Fifty five inches comes to 139cm, which is a very large screen. Full HD resolution is on offer, and a reasonably thin border of 10mm around three sides of the picture. The panel is only a hair (literally) over 34mm thick and the stand conforms to the modern ideal of a smoothly curved sweep of metal. It can nonetheless swivel thanks to little wheels underneath the stand.

The panel offers LG’s passive 3D, in which you surrender a little vertical resolution (only with 3D, mind) for virtually ghost-free 3D picture performance, and lightweight eyewear that needs no batteries.

The TV has four HDMI inputs, plus three USB sockets. One of these is USB 3.0, so you can fit a fast hard drive for multimedia playback or the recording of live TV. The TV can actually record a modest amount of live broadcasts to its inbuilt memory (although this is shared with the Smart TV apps, so there’s a trade-off to be made there).

One other connection of note is that the TV now has a 3.5mm analog audio output again, re-instated after its removal last year. That opens to the TV to the use of a wider range of external speakers, should you wish to connect them.

The TV is super smart, with a dual core processor to run it. One of the bugbears of some smart TVs is that they offer high-end computer style functions … without the high-end computer processor to make it move along at a reasonable clip.

I’m pretty used to a lower level Smart LG TV from last year, and while its functions are quite usable, the responsiveness of this one for the most part makes it a pleasure to use.

LG provides some streaming content via the internet, but there’s also the ABC and SBS TV catch-\up services, YouTube, and Bigpond TV. You can watch pay-per-view movies from Bigpond movies as well (Bigpond content is unmetered if that company is your ISP).

There are games, a wide range of apps, social media apps, and even some pay-per-view 3D video content available for streaming (you need pretty fast internet to make that work smoothly).

The organisation of the enormous range of content could be improved a little. LG’s ‘Premium’ category provides a neat shortcut to the TV’s most compelling apps, but it’s not always the first place you’ll look if accustomed to searching for content by genre.

For example, the excellent internet radio app vTuner is sits in Premium alongside the free AFL Game Analyser and Skype (this uses the built-in camera, which slides up to the top of the TV), and pay-stuff like Bigpond movies.

Performance

In addition to a regular IR remote control, the third generation of Magic Motion remote is supplied with this TV.

It is an improvement even on last year’s, which was itself very good. Which means that this TV has the best out-of-the-box remote control presently available.

You move the remote and the arrow on the screen moves in response. It is fast to select stuff, and remarkably precise. The only complaint I had was that it sometimes took a stern shake to get it to wake up.

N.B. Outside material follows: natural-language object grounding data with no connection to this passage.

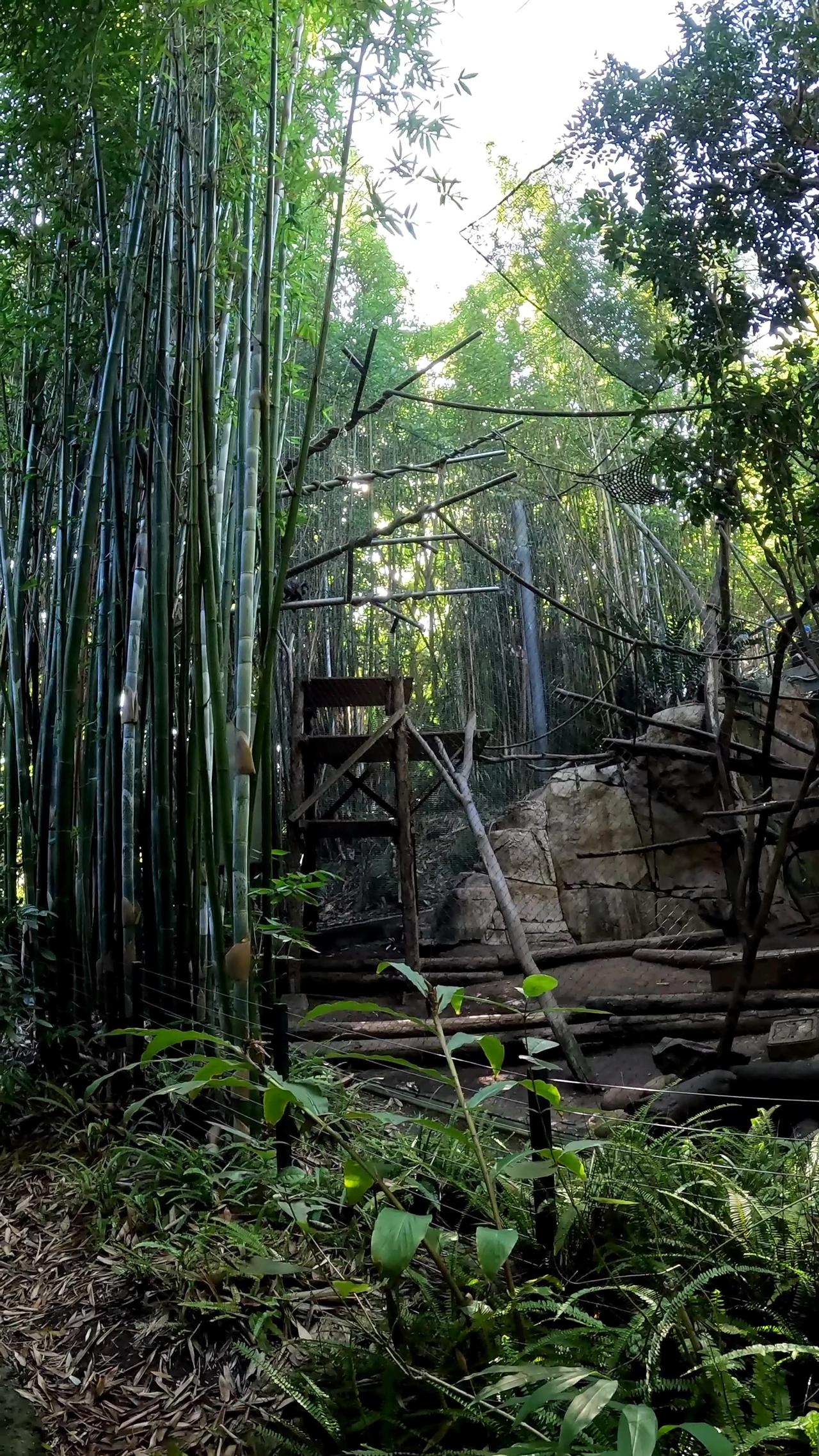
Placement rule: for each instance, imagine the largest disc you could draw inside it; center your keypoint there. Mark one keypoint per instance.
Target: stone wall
(570, 851)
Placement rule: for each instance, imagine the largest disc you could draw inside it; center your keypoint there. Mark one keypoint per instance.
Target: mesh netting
(537, 242)
(633, 484)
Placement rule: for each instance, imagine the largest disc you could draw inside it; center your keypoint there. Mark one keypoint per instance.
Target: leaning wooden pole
(458, 785)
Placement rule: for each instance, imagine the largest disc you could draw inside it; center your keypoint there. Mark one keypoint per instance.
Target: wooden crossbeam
(344, 768)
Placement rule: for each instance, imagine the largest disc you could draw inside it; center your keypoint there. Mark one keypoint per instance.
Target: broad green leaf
(495, 1052)
(637, 1432)
(449, 996)
(395, 1240)
(168, 1037)
(584, 1410)
(536, 986)
(550, 1158)
(382, 1057)
(537, 1045)
(495, 1247)
(260, 1267)
(710, 1437)
(188, 1088)
(463, 1038)
(330, 1008)
(528, 1449)
(562, 1381)
(277, 1098)
(414, 977)
(308, 1098)
(358, 1183)
(491, 1089)
(543, 1089)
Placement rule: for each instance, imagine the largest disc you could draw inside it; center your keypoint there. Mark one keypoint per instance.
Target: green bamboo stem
(130, 718)
(60, 842)
(269, 658)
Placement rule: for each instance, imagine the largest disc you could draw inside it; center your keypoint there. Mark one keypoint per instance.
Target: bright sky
(532, 59)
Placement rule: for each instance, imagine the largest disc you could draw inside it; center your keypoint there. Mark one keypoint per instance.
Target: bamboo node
(238, 961)
(132, 914)
(244, 756)
(129, 706)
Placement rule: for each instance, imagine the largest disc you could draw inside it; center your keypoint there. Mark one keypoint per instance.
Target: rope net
(537, 242)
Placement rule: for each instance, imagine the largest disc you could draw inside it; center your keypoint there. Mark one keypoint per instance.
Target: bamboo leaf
(495, 1247)
(277, 1098)
(395, 1240)
(584, 1410)
(536, 986)
(491, 1089)
(358, 1183)
(637, 1432)
(493, 1050)
(543, 1089)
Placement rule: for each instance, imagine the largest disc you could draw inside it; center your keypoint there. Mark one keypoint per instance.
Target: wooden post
(458, 785)
(282, 1068)
(404, 845)
(531, 631)
(295, 835)
(543, 1189)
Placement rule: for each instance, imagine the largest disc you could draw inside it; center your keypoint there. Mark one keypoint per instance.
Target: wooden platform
(335, 749)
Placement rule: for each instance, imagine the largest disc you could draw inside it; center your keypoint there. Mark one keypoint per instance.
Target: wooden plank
(333, 747)
(350, 829)
(459, 788)
(358, 753)
(352, 692)
(404, 845)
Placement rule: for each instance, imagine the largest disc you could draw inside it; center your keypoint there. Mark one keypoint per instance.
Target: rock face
(570, 852)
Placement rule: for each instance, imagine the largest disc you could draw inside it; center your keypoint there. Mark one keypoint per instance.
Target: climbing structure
(350, 759)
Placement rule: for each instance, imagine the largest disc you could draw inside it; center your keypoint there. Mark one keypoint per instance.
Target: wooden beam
(394, 596)
(646, 850)
(459, 788)
(349, 763)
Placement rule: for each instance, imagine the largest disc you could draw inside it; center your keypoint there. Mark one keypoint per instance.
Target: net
(536, 239)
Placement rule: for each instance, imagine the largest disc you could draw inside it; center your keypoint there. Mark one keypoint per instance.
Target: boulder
(675, 1056)
(570, 858)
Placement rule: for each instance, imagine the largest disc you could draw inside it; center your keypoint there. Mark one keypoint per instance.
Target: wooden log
(489, 961)
(707, 960)
(621, 1030)
(664, 1009)
(344, 768)
(637, 747)
(459, 788)
(789, 1085)
(648, 850)
(404, 846)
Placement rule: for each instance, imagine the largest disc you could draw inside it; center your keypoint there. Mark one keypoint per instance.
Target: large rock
(570, 858)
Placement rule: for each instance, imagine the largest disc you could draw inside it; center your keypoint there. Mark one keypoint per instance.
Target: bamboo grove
(158, 264)
(203, 381)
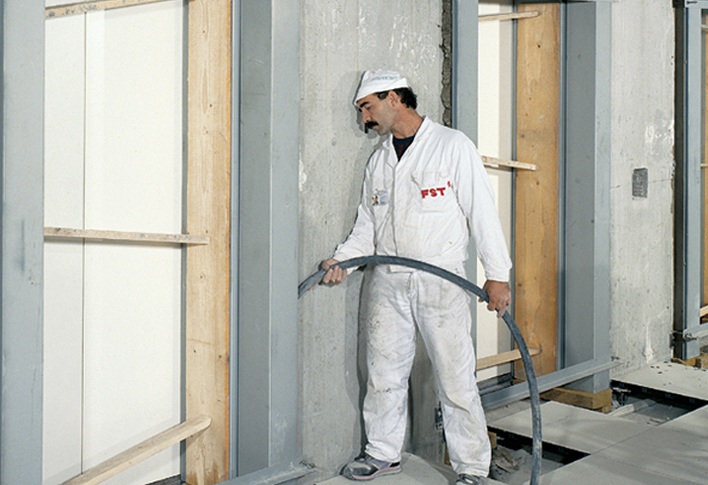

Still, ‘better than the rest’ doesn’t mean perfect. If you’re doing text-heavy smart TV stuff – say, using the web browser or twittering or Facebooking – then you’d do better plugging a mouse and keyboard combo (a wireless one, preferably) into one of the USB sockets. With those the unit became a quite decent web-based terminal.

The Magic Motion remote includes a microphone for issuing voice commands to the TV and it does a reasonable job of understanding words.

It doesn’t strictly control the TV, so you can’t say things like ‘channel up’. It is for use with the Search function and entering search words into the internet search feature. I could say things like ‘ABC TV’, which yielded results for several ABC-related things in the search box (including a Bing internet search), but not the actual ABC free-to-air channels.

Given that the voice recognition was fairly good, it’s a pity it only worked on a word by word basis, so it wasn’t much good at entering text into comment boxes and such.

Again, for significant amounts of text entry, go for a keyboard.

In addition to Skype, the built-in camera (it slides up to peer over the top of the screen) can be used for some motion control (that is, you wave your hands and the TV responds), but this was limited in operation.

You can change TV channels and the volume and inputs, but it cannot be used on the Smart function screens. Which is bit of a pity because it worked reliably, except only for a wait of a couple of seconds for it to bring up the onscreen indicator once you’ve raised your hand to the necessary position.